Hello,
I aim to use libtorch as a tensor/linear algebra/machine learning library for a scientific code base. While assessing my code I noticed that I couldn’t get any throughput (measured in bandwidth Gb/s) from my code. I was able to reproduce this behavior with a simple vector add example. Here I get roughly half the peak bandwidth. Now the question is, what can I do to improve the situation?
Here are the details:
The benchmark I am doing looks something like
auto options = torch::TensorOptions()
.dtype(torch::kFloat64);
torch::Tensor T1 = torch::randn(N,options);
torch::Tensor T2 = torch::randn(N,options);
torch::Tensor T3 = torch::randn(N,options);
double start = omp_get_wtime();
T3 = T1+T2;
double end = omp_get_wtime();
std::cout << "Timing: " << end-start << " s\n";
I did a similar thing with std::vector
s to have some comparison. The std::vector
version obtained peak bandwidth. Here are the results:
- Torch Vector Add
* Memory Footprint : 1.99931 Gb
* Min Execution Time : 0.171147 s
* Max Execution Time : 0.201715 s
* Mean Execution Time: 0.173588 +/- 0.00298119 s
* Mean Bandwidth : 34.5527 +/- 0.593407 Gb/s
* Number threads : 40
* use GPU : false
-
std::vector
Vector Add
* Memory Footprint : 1.99931 Gb
* Min Execution Time : 0.0994474 s
* Max Execution Time : 0.133856 s
* Mean Execution Time: 0.0999729 +/- 0.00342435 s
* Mean Bandwidth : 59.9955 +/- 2.05501 Gb/s
* Number threads : 40/40
* use GPU : false
I am testing this on a dedicated node using 1 Intel(R) Xeon(R) CPU E5-2670 v2 @ 2.50GHz CPU. For this particular test I use the default OpenMP environment. Here is my CMakeLists.txt:
cmake_minimum_required(VERSION 3.0 FATAL_ERROR)
project(example-app)
find_package(Torch REQUIRED)
set(CMAKE_CXX_FLAGS "${CMAKE_CXX_FLAGS} -O3 -fopenmp")
add_executable(bandwidth_torch bandwidth_torch.cpp)
target_link_libraries(bandwidth_torch "${TORCH_LIBRARIES}")
set_property(TARGET bandwidth_torch PROPERTY CXX_STANDARD 14)
add_executable(bandwidth_cpp bandwidth_cpp.cpp)

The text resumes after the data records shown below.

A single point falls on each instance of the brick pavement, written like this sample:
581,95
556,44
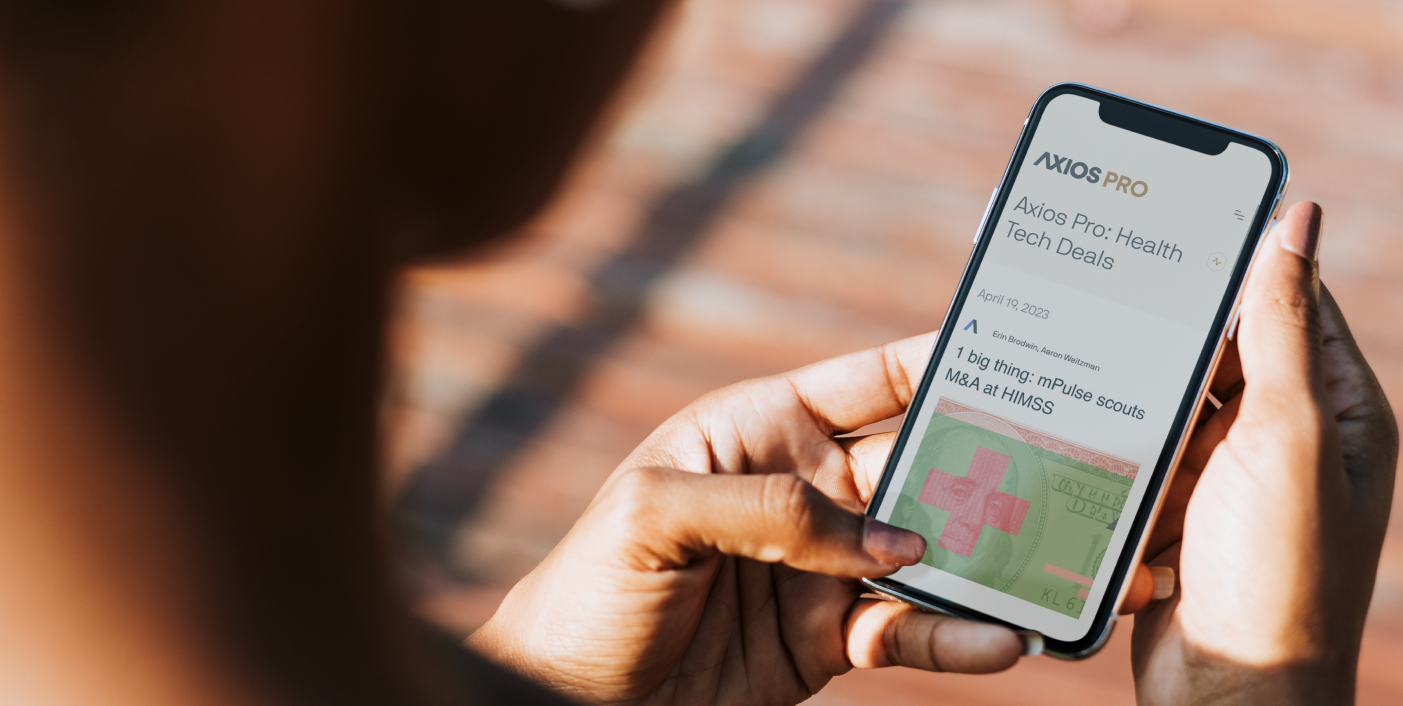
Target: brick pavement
857,235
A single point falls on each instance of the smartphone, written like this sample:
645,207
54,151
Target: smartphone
1073,361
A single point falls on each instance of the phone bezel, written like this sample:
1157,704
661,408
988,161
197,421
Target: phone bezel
1159,124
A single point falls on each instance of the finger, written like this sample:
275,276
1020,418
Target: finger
1226,381
867,461
1141,591
675,518
887,633
1169,524
1367,425
853,390
1281,336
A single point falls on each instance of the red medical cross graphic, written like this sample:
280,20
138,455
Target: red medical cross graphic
974,501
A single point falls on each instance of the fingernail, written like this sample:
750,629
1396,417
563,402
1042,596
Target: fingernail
1304,242
1163,581
893,545
1031,643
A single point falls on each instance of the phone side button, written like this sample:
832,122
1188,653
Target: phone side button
984,221
1232,327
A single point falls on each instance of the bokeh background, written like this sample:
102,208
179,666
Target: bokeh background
791,180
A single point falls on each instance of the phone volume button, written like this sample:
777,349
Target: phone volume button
985,219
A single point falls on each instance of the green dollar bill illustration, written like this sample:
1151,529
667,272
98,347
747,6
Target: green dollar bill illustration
1013,508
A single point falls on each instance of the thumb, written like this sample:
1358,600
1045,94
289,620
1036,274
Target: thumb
674,518
1281,334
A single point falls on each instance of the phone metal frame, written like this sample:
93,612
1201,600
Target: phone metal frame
1196,393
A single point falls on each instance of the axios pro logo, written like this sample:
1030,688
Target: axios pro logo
1092,174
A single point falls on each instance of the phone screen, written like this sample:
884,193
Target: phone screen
1069,362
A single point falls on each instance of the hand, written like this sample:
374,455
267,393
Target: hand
730,578
1283,500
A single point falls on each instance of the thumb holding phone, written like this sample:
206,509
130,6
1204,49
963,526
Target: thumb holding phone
1283,532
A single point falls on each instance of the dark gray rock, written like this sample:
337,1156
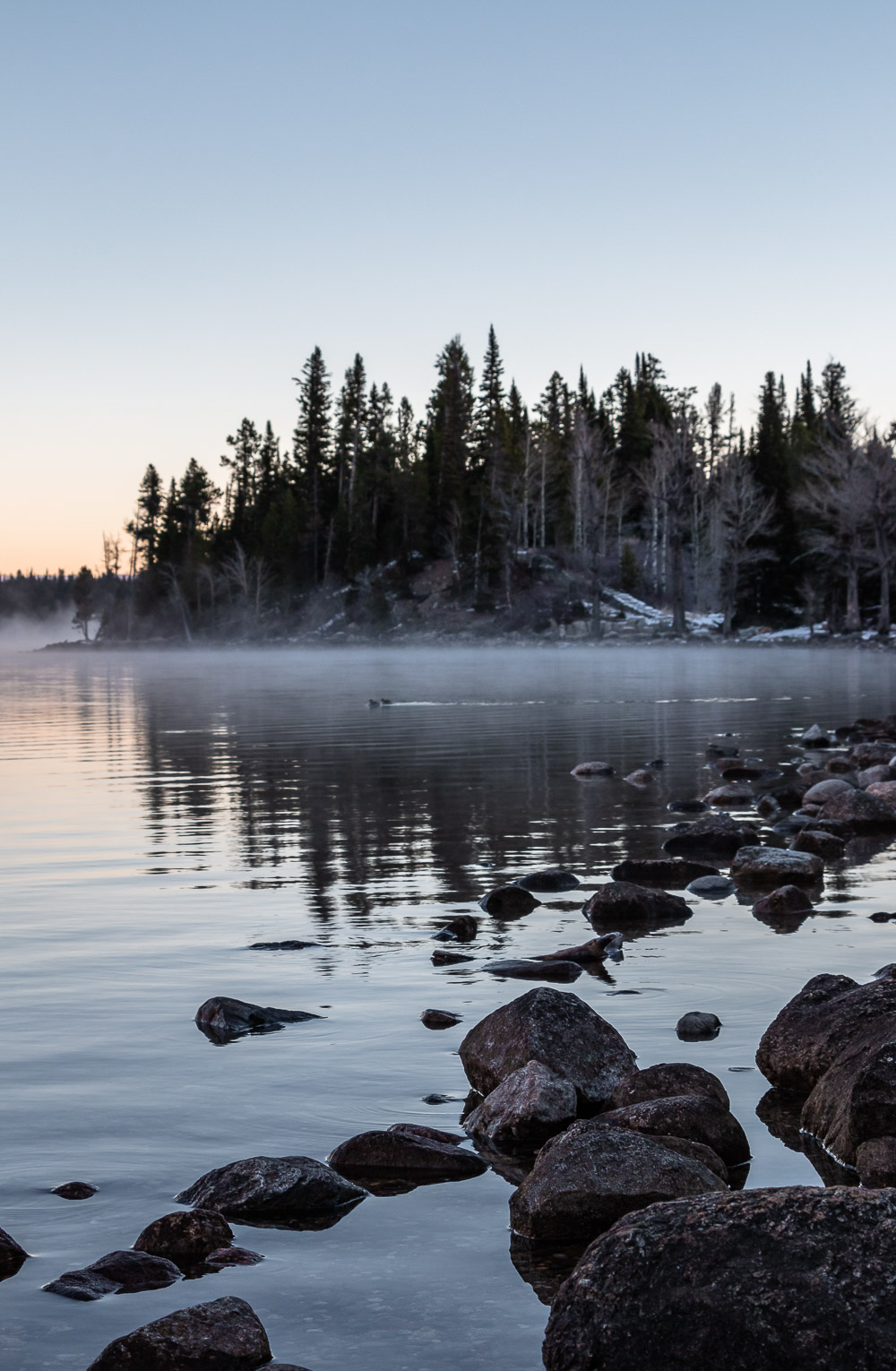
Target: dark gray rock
666,1079
529,1105
756,1280
556,1029
116,1272
590,1175
285,1192
222,1019
220,1335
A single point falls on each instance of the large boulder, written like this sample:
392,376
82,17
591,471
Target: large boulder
285,1192
621,902
529,1105
756,1280
220,1335
776,867
826,1018
590,1175
556,1029
701,1117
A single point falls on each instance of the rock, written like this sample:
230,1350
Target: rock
797,1277
668,1078
640,779
825,790
440,1019
186,1236
715,834
547,882
220,1335
285,1192
461,928
875,1163
529,1105
509,900
859,809
556,1029
621,902
776,866
11,1255
596,949
668,874
116,1272
450,959
701,1117
826,1018
222,1019
535,970
590,1175
399,1153
698,1024
74,1190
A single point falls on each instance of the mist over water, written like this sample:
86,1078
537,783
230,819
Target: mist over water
160,812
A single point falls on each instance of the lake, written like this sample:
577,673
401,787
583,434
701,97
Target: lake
160,812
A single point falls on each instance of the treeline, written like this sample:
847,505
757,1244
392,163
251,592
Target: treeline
642,487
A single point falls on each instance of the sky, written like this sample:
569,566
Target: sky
194,194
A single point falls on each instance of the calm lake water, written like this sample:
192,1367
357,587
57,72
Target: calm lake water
162,812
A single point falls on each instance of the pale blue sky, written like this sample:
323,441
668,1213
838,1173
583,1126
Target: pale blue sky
196,194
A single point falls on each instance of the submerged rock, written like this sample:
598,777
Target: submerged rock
556,1029
222,1019
285,1192
797,1277
590,1175
220,1335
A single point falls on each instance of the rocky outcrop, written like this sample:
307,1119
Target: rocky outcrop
556,1029
529,1105
285,1192
590,1175
220,1335
756,1280
222,1019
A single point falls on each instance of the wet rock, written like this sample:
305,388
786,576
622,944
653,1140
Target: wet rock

set_property(TARGET bandwidth_cpp PROPERTY CXX_STANDARD 14)
with a c++ (Debian 10.2.1-6) 10.2.1 20210110
.
The torch version I am using is installed via pip3
~> pip3 show torch
Name: torch
Version: 1.10.0+cpu
The full code is available at GitHub - Marcel-Rodekamp/TorchBandwidth (same link as above).